Lung cancer : Radiotherapy-induced activation of the cGAS-STING pathway leads to upregulation of LILRB2 expression in non-small cell lung cancer (NSCLC), further promoting p16-dependent cellular senescence and the senescence-associated secretory phenotype (SASP). This cascade ultimately activates the JAK2/STAT3 signaling pathway in NSCLC, driving tumor progression and enhancing radioresistance. From a therapeutic perspective, combining LILRB2 blockade with radiotherapy has the potential to enhance anti-tumor efficacy and prolong patient survival.

(Data source : Chen X, et al. Cancer Lett. 2024)

Breast cancer : LILRB2 is upregulated in breast cancer tissues and cells and is positively correlated with poor prognosis. This receptor promotes breast cancer progression by downregulating HLA-A expression. Its mechanism of action is as follows: LILRB2 promotes the interaction between the ubiquitin ligase membrane-associated RING finger protein 9 (MARCH9) and HLA-A, thereby mediating the ubiquitination and subsequent degradation of HLA-A. In a syngeneic transplant mouse model, breast cancer cells expressing LILRB2 successfully evaded CD8+ T cell cytotoxicity and suppressed cytokine secretion by cytotoxic CD8+ T cells.

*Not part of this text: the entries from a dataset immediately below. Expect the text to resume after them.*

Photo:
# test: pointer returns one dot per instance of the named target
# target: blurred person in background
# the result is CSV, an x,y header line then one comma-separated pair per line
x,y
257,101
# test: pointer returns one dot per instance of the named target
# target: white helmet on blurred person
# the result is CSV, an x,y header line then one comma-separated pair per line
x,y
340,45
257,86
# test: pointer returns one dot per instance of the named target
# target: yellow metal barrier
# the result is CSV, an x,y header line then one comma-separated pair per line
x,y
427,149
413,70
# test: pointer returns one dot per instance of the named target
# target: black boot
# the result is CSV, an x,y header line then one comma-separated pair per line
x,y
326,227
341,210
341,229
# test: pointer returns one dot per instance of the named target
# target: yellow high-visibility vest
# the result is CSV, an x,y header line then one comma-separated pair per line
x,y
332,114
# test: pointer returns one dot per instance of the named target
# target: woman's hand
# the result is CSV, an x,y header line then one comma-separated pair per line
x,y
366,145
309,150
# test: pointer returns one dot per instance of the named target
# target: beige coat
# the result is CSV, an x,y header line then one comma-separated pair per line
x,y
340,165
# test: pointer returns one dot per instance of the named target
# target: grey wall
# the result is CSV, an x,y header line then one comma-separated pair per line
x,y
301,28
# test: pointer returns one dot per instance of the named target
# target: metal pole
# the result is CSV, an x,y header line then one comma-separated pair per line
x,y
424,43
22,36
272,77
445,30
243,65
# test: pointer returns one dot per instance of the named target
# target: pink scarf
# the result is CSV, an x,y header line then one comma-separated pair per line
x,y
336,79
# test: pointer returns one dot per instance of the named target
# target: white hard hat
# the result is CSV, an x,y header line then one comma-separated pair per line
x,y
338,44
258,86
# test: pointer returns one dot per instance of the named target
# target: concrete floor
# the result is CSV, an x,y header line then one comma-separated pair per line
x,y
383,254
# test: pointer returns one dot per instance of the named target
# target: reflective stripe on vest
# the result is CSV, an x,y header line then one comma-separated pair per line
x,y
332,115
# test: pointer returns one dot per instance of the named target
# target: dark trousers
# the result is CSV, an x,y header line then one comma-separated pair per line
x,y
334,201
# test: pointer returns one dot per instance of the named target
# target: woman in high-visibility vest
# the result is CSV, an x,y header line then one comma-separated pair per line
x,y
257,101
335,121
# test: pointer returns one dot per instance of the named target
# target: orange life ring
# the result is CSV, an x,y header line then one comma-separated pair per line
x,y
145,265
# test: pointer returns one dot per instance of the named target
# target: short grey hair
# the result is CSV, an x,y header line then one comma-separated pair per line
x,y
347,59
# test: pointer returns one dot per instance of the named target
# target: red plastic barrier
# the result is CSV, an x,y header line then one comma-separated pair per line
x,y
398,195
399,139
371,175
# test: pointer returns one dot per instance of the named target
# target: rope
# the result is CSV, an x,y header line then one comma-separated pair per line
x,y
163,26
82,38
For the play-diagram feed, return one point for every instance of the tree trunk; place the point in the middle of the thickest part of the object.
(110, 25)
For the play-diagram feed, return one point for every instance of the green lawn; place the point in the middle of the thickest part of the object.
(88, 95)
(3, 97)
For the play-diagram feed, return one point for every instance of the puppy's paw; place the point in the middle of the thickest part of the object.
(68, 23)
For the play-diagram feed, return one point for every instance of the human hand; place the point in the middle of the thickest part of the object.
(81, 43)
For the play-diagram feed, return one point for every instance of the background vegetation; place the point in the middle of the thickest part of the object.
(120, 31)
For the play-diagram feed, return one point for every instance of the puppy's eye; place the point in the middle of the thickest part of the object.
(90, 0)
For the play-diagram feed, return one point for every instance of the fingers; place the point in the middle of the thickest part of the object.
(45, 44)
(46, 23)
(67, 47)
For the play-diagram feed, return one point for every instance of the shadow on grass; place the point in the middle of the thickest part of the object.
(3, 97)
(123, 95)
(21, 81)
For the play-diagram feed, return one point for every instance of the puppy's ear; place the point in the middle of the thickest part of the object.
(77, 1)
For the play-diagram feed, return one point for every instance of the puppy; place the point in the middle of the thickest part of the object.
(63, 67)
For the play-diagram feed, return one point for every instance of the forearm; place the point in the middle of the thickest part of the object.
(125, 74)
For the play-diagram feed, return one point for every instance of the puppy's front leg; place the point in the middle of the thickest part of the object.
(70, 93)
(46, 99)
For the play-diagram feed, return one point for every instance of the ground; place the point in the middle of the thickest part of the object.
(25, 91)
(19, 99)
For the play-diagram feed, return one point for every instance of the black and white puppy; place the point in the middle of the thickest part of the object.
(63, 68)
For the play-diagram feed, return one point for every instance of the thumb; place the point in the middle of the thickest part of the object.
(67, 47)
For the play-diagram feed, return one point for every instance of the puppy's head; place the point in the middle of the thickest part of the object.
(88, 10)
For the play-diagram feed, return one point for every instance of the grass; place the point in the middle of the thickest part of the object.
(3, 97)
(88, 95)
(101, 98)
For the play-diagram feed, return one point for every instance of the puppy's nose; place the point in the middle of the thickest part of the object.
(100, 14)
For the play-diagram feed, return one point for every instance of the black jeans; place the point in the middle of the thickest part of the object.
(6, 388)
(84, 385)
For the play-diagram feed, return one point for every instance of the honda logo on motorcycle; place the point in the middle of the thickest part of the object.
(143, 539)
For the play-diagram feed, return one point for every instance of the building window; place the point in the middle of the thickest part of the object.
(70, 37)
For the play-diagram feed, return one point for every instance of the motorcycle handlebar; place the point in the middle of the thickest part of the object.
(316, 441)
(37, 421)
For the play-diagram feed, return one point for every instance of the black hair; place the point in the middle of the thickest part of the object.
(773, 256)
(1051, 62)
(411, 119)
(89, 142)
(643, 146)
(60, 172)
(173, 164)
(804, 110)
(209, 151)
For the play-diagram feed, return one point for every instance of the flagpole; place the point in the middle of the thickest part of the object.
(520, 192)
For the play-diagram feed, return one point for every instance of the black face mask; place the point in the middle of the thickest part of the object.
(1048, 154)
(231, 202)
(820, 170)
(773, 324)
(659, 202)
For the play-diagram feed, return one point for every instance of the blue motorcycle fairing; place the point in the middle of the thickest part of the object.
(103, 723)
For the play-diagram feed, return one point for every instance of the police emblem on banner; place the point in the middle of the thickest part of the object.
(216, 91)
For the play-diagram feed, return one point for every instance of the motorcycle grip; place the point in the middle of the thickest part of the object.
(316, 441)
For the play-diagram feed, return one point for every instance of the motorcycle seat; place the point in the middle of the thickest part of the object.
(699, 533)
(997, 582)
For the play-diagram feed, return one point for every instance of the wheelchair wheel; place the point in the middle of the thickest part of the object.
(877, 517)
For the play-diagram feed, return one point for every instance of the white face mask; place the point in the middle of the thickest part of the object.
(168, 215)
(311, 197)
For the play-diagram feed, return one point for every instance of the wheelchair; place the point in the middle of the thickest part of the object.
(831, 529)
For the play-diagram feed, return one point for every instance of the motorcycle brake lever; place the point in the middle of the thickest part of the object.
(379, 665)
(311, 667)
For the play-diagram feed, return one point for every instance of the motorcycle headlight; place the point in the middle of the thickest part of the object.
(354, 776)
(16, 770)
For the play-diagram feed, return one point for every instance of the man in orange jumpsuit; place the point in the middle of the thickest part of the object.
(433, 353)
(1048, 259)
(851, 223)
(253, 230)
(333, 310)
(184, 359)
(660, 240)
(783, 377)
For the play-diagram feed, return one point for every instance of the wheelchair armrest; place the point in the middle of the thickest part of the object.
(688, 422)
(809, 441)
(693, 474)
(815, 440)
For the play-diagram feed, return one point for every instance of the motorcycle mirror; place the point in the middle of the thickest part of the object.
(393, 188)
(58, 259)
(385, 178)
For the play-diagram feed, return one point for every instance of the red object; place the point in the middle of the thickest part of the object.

Alzheimer's disease (AD): LILRB2 (human) or its mouse homolog PirB is a high-affinity receptor for β-amyloid (Aβ) oligomers. Binding activates downstream signaling, leading to enhanced cofilin signaling, disrupting the neuronal actin cytoskeleton, impairing synaptic plasticity and dendritic spine structure, and ultimately causing cognitive impairment and memory loss.

LILRB2 -targeted therapy

MK-4830 is a monoclonal antibody drug targeting LILRB2 , developed by Agenus, Inc. Its primary mechanism of action is as a LILRB2 inhibitor for the treatment of ovarian cancer and advanced head and neck squamous cell carcinoma . It was approved for Phase 2 clinical trials on June 26 , 2020 .

(Data source: Siu LL , et al. Clin Cancer Res. 2022)

OR502 , developed by OncoResponse, Inc., is a monoclonal antibody targeting LILRB2 . Its primary mechanism of action is as a LILRB2 regulator , intended for the treatment of advanced malignant solid tumors and cutaneous melanoma . It was approved for Phase 2 clinical trials on October 24 , 2023 .

(Data source: Shiraj Sen , et al. Clinical Trial Completed. 2024)

IO-108 is a monoclonal antibody targeting LILRB2 developed by Immune-Onc Therapeutics . Its primary mechanism of action is as a LILRB2 inhibitor for the treatment of solid tumors . It was approved for Phase 1 clinical trials on September 30 , 2021 .

(Data source: Shiraj Sen , et al. Clinical Trial Completed. 2024)

Anti-LILRB2 nanobody (CN114805568A) is a nanobody drug targeting LILRB2 , developed by Beijing Kono Xincheng Technology Co., Ltd. Its primary mechanism of action is as a LILRB2 inhibitor for the treatment of solid tumors . It is currently in the preclinical stage.